Like the other answers correctly state, before Python 3.6, dictionaries are unordered.
That said, JSON is also supposed to have unordered mappings, so in principle it does not make much sense to store ordered dictionaries in JSON. Concretely, this means that upon reading a JSON object, the order of the returned keys can be arbitrary.

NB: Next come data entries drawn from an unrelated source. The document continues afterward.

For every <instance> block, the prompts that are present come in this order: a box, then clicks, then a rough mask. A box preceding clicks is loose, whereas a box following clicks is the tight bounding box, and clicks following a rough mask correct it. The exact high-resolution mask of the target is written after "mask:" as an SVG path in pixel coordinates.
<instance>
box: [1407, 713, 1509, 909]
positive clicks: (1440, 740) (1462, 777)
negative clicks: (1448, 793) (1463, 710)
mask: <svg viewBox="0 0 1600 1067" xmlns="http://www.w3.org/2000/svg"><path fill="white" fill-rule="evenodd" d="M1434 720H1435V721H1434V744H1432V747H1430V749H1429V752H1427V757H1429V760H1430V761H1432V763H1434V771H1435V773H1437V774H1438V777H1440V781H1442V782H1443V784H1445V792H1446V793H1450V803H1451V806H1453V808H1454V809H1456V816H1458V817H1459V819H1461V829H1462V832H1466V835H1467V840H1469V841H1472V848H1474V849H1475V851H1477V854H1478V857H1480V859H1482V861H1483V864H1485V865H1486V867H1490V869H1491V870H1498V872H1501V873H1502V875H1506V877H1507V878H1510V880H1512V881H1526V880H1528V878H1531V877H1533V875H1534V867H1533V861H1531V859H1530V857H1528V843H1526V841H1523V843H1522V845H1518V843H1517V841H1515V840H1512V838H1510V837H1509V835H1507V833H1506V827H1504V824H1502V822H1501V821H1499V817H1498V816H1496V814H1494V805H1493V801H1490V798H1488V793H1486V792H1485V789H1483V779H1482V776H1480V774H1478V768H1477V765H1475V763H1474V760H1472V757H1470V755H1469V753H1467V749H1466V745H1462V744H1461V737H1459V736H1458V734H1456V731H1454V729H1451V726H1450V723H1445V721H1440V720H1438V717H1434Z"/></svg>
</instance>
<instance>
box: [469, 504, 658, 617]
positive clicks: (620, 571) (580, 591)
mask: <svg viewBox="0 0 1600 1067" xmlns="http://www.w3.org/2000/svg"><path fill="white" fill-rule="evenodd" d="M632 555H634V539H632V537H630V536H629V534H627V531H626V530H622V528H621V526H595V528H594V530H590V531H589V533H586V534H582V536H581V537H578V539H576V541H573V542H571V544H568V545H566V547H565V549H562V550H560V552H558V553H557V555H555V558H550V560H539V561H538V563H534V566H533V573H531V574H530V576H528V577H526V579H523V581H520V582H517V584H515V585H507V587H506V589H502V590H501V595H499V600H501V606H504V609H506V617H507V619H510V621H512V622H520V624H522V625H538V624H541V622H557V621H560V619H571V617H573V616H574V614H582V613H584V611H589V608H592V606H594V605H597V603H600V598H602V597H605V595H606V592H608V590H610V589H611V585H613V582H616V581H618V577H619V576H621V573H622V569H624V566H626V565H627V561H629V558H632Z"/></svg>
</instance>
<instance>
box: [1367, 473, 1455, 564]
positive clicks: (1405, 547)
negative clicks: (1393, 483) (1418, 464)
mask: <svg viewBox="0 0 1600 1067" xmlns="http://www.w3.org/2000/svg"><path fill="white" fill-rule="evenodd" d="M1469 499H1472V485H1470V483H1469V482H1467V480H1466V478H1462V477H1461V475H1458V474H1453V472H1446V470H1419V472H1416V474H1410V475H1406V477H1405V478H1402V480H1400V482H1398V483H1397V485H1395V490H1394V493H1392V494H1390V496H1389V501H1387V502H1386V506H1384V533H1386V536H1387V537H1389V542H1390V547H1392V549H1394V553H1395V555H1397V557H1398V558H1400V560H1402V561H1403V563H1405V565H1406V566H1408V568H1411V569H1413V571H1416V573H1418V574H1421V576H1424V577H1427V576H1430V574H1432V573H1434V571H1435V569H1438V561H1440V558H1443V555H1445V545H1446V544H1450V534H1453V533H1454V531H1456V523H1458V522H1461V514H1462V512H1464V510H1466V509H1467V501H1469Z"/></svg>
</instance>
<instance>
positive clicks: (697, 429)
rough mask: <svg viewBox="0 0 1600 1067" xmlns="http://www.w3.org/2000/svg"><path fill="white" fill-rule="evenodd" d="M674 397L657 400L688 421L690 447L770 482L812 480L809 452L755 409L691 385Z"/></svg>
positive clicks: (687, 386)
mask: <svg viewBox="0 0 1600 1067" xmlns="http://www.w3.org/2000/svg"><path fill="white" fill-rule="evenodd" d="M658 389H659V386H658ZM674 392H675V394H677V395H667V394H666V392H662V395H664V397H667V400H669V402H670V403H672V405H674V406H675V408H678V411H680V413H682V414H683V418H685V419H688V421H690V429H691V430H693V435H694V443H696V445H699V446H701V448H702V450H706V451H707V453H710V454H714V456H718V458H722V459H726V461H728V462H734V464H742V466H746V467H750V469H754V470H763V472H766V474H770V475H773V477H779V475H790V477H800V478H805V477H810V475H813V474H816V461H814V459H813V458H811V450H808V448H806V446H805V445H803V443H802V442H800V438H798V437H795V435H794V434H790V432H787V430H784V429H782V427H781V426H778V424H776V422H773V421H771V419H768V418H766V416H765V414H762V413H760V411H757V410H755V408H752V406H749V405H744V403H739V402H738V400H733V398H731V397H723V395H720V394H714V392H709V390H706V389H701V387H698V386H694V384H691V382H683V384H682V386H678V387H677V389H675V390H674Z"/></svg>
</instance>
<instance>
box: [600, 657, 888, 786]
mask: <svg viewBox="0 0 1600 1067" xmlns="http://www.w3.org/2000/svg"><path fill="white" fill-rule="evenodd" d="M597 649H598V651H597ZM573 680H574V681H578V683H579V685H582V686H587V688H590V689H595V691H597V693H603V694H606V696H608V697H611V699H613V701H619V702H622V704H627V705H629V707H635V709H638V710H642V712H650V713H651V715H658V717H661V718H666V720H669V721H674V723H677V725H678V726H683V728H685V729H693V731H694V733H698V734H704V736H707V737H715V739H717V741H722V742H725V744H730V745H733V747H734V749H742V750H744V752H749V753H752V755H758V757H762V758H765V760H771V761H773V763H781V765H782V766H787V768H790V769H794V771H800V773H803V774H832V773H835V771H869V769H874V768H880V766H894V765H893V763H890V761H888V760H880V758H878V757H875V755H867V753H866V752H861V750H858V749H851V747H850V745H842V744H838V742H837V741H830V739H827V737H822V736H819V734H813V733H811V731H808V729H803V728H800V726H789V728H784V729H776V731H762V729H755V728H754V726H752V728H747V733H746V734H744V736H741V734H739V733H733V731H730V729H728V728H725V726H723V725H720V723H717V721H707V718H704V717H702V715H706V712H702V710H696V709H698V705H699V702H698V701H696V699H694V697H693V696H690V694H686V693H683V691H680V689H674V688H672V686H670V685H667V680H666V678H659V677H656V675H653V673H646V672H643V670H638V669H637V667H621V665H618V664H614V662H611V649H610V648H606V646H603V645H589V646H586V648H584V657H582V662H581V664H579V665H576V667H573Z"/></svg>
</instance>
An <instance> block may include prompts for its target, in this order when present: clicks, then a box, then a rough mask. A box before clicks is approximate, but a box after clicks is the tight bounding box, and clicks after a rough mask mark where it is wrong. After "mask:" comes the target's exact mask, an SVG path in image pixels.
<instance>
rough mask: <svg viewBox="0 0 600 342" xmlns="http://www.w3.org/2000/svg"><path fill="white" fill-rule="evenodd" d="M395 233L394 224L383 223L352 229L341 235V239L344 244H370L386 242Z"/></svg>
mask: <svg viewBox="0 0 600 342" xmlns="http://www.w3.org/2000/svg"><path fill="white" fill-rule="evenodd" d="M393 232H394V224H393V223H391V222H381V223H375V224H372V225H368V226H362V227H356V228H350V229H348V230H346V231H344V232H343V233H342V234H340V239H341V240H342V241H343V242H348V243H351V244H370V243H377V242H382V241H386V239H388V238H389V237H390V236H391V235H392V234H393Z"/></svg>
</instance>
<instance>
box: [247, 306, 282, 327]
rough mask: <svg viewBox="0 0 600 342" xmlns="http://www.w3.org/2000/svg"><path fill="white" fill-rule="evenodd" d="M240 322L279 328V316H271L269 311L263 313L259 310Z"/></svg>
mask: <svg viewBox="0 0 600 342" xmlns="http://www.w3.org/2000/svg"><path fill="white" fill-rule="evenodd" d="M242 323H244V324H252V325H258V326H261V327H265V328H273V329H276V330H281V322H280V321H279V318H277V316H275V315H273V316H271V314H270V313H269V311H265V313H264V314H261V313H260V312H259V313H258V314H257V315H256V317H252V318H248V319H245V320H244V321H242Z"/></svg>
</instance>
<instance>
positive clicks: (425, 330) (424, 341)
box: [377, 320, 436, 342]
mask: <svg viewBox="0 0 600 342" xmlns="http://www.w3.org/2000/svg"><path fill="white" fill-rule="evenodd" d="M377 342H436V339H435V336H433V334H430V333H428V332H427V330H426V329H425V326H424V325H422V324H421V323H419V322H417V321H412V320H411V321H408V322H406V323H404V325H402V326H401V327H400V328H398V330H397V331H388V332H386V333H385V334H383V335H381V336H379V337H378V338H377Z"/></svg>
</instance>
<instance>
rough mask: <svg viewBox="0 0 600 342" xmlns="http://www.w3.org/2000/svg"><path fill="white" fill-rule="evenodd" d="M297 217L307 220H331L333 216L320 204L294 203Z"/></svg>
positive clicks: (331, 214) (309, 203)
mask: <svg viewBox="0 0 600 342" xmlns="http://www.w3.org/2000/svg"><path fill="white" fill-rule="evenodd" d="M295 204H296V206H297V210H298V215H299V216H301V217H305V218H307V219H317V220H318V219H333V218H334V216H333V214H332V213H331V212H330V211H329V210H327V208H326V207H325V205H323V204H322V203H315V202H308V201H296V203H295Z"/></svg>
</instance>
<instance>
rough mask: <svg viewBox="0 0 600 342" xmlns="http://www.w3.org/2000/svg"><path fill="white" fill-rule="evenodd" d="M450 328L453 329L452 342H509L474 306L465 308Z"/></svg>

因此,在JSON中保持映射顺序(如Python OrderedDict)的一个好方法是输出一个(键、值)对数组,您可以在阅读时将其转换回有序映射:
>>> from collections import OrderedDict
>>> import json
>>> d = OrderedDict([(1, 10), (2, 20)])
>>> print d[2]
20
>>> json_format = json.dumps(d.items())
>>> print json_format # Order maintained
[[1, 10], [2, 20]]
>>> OrderedDict(json.loads(json_format)) # Reading from JSON: works!
OrderedDict([(1, 10), (2, 20)])
>>> _[2] # This works!
20
(Note the way the ordered dictionary is constructed from a list of (key, value) pairs: OrderedDict({1: 10, 2: 20})
would not work: its keys are not necessarily ordered as in the dictionary literal, since the literal creates a Python dictionary whose keys are unordered.)
PS: Starting with Python 3.1, the json modules offers a hook for automatically converting a list of pairs (like above) to something else like an OrderedDict.